See if the following insight doesn't shed much-needed light into this darkness of our spiritual inability:
No intention can be any stronger than our ability to remember it in the moment that it is needed. Considering this fact brings us to a vital discovery about our present nature.
The reason we can't remember our intention is because we are not one self. We are a being fragmented into many parts, all of which have separate agendas and therefore individual intentions.
As you have no doubt witnessed, these various aspects of self "argue" with one another -- one tugging this way, the other that way -- and all are unconscious of the fact that their conflict consumes our life's energy. In effect, our time is spent trying to be accountable by pleasing one master after another within ourselves -- only there is no pleasing this "self" (or any other, as they pop up in this psychological chain of false command).
However, when you can see how one part of yourself manages to take control of the rest of you, it is the beginning of the end of its authority over you. To state this same idea in other words, this new and higher form of self-discernment begins with realizing that you are in wrong relationship with these false parts of yourself -- that you are not intended to be their servant, but the other way around! Within this discovery begins the process of letting go of the anxiety and worry that must attend being unconsciously identified with these temporary characters within yourself.
As you realize that your greater intentions are rendered powerless in the hands of these vagrant parts of yourself, it also becomes evident that you are not going to be able to fulfill these higher aims until you begin to become a whole human being. But how can self-unification take place when this aim itself is thwarted at every turn by the very nature it seeks to replace? This question brings us to the solution of a great spiritual mystery.
The more we awaken to how inwardly divided we actually are -- and start to see all of the forces randomly operating within us, with no guidance apart from the "good" each separate self desires at the moment -- the more we realize the need for a new kind of unity, a wholeness we are unable to create by ourselves, within ourselves.

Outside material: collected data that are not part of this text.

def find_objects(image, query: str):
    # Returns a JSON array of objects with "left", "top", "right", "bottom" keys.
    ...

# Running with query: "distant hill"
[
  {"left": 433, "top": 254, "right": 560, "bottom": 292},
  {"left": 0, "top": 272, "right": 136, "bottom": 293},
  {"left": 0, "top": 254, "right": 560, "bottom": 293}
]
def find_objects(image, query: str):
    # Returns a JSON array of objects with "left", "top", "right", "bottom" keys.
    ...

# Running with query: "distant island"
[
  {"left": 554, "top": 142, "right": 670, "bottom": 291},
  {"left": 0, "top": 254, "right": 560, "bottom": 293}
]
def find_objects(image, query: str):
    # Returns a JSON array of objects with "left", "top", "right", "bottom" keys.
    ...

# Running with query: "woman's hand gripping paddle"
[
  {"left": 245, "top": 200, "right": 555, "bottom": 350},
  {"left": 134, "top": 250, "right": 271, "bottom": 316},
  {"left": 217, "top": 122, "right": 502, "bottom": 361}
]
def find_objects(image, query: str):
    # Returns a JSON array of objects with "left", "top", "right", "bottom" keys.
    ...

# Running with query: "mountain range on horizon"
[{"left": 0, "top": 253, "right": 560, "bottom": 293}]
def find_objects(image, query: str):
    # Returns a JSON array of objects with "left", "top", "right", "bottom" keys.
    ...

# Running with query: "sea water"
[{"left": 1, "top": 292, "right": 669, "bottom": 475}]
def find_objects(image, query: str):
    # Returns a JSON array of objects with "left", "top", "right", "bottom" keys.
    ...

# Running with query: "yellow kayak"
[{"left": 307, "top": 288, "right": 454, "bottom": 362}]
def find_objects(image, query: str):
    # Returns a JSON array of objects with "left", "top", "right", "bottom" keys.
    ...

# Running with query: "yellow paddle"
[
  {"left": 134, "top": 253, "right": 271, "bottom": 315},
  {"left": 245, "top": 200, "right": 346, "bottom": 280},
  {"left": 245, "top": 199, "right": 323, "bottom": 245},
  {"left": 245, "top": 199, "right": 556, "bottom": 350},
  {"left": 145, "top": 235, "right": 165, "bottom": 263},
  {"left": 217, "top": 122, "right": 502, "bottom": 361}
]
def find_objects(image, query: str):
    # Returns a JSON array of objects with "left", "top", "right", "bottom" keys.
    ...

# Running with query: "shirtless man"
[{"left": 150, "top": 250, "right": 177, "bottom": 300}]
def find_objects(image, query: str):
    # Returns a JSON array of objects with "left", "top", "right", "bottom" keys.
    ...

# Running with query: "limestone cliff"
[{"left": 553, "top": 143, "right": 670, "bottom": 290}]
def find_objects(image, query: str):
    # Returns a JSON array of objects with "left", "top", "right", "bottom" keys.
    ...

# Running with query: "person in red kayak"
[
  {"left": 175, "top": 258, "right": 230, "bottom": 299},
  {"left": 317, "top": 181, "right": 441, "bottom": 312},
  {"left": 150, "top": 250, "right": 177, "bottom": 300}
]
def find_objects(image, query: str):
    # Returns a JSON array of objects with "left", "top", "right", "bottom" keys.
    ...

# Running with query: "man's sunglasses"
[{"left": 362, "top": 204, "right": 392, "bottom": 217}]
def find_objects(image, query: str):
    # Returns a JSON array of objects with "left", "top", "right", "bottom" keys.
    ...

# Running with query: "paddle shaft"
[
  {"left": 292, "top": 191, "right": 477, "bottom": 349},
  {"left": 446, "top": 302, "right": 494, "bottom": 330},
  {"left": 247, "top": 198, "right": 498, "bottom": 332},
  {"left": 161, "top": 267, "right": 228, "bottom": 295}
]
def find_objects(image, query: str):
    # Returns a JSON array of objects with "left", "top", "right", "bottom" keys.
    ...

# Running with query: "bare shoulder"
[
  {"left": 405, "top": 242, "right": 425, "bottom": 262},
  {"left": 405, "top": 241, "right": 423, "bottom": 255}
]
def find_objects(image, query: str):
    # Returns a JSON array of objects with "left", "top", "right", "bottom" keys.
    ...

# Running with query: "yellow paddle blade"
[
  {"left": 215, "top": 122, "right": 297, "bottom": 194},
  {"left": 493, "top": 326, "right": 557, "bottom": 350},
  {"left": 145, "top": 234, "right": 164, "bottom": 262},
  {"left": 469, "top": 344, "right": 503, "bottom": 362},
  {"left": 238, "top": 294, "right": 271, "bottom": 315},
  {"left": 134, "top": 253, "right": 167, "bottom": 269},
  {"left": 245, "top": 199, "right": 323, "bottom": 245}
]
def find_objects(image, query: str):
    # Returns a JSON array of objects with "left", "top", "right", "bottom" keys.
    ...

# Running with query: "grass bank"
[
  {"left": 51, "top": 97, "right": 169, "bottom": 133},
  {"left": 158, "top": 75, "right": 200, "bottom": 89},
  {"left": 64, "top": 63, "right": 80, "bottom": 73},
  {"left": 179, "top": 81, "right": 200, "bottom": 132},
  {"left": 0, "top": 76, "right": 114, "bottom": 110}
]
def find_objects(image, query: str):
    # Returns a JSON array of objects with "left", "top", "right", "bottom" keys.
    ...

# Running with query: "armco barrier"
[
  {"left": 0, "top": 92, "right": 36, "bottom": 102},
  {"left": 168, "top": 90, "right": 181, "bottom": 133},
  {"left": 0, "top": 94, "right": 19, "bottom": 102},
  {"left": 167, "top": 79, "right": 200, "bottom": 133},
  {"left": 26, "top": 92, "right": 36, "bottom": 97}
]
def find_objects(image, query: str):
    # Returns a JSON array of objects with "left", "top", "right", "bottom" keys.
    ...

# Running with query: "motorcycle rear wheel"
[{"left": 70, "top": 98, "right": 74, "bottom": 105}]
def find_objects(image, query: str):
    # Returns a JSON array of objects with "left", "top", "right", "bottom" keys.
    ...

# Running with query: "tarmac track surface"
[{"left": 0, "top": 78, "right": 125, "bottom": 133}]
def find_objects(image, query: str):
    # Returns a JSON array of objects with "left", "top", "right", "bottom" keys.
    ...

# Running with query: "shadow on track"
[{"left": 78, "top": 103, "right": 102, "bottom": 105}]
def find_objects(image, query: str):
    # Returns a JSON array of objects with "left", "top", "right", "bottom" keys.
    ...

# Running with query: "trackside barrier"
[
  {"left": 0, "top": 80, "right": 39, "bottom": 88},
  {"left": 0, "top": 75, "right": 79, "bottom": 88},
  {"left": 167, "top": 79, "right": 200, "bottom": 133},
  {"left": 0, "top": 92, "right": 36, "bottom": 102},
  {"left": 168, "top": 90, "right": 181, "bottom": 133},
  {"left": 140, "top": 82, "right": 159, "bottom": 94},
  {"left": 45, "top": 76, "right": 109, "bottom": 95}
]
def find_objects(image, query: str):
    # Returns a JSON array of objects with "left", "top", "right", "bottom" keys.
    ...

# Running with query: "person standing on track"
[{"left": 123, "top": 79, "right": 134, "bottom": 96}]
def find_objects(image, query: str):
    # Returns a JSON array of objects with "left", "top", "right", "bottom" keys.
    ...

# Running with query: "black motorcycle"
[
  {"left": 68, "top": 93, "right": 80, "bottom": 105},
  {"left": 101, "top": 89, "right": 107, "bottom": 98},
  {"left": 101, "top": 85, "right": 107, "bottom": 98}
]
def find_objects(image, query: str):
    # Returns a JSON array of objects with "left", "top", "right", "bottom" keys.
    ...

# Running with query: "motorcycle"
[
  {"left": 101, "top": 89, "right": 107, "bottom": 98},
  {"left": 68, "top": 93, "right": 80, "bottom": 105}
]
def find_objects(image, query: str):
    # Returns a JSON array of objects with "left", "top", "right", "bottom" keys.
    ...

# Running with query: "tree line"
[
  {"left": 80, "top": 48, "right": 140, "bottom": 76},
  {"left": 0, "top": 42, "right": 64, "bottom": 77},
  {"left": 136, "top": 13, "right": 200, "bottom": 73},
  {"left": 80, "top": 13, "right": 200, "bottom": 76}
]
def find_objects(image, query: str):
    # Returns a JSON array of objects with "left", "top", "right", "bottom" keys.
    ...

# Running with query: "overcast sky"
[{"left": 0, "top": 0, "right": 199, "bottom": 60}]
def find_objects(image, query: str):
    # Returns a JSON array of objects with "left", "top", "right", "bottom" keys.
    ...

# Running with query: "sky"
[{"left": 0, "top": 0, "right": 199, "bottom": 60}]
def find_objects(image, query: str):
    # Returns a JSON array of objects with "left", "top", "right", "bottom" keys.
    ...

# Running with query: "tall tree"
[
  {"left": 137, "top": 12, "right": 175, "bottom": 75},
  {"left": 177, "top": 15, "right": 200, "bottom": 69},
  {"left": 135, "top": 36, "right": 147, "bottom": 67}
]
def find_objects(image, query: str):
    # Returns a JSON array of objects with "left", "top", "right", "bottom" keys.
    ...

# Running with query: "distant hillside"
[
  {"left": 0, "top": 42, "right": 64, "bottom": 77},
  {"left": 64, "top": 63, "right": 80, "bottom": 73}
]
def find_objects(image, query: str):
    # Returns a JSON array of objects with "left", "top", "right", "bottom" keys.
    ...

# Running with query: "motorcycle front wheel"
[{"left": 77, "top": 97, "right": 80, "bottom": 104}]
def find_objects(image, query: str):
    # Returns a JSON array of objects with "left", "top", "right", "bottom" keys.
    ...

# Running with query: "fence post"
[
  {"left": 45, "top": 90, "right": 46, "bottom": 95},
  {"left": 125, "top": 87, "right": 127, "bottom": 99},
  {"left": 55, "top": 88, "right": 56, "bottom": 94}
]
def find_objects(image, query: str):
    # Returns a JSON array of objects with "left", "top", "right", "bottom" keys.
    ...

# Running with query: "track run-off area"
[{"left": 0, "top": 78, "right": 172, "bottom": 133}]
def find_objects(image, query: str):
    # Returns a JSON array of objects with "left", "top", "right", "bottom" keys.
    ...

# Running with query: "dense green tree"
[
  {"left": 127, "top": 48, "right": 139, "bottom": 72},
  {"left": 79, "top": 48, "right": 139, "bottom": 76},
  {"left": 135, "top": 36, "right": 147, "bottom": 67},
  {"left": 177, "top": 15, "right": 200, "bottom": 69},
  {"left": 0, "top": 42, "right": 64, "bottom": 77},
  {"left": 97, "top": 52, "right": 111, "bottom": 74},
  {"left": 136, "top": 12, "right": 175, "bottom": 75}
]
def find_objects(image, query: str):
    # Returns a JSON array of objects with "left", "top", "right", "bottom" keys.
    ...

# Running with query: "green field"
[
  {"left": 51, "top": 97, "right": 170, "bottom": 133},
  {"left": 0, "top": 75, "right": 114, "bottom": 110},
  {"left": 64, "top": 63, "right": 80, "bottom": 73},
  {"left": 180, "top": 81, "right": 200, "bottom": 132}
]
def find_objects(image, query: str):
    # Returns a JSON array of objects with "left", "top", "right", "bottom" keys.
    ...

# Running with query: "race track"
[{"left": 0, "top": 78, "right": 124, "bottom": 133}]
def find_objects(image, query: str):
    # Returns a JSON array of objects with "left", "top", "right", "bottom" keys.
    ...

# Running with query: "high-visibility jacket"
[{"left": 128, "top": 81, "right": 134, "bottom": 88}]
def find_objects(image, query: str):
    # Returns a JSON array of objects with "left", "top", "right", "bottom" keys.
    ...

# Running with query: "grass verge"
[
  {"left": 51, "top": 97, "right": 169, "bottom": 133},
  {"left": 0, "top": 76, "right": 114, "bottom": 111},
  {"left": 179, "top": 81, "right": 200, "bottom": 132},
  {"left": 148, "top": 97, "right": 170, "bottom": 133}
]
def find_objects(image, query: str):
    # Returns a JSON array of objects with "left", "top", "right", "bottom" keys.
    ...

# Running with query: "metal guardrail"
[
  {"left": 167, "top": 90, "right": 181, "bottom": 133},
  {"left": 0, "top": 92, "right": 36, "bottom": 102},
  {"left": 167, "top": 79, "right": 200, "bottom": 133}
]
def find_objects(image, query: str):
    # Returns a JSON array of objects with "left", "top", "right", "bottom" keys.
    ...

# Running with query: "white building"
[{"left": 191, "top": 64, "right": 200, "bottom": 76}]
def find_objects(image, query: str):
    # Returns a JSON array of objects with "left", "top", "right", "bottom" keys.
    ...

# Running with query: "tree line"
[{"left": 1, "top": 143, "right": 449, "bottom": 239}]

With this new understanding comes the dawning that the only way to accomplish our higher intentions in life is to start embracing God's intention for us to be whole and conscious creatures. Our will must be redirected, married to a Greater One.
In this gradual redirection of our "willingness," a new sense of self begins to surface in us; no longer do we struggle to will ourselves into being strong or righteous; no more do we turn on ourselves for our "weakness." These former choices, once thought of as being part of what we needed to succeed with our intention, are now recognized as being part of the problem and not the solution. Our new intention is simply to remember God in our life, and this will becomes the one part of ourselves with which we meet everything that life brings to us.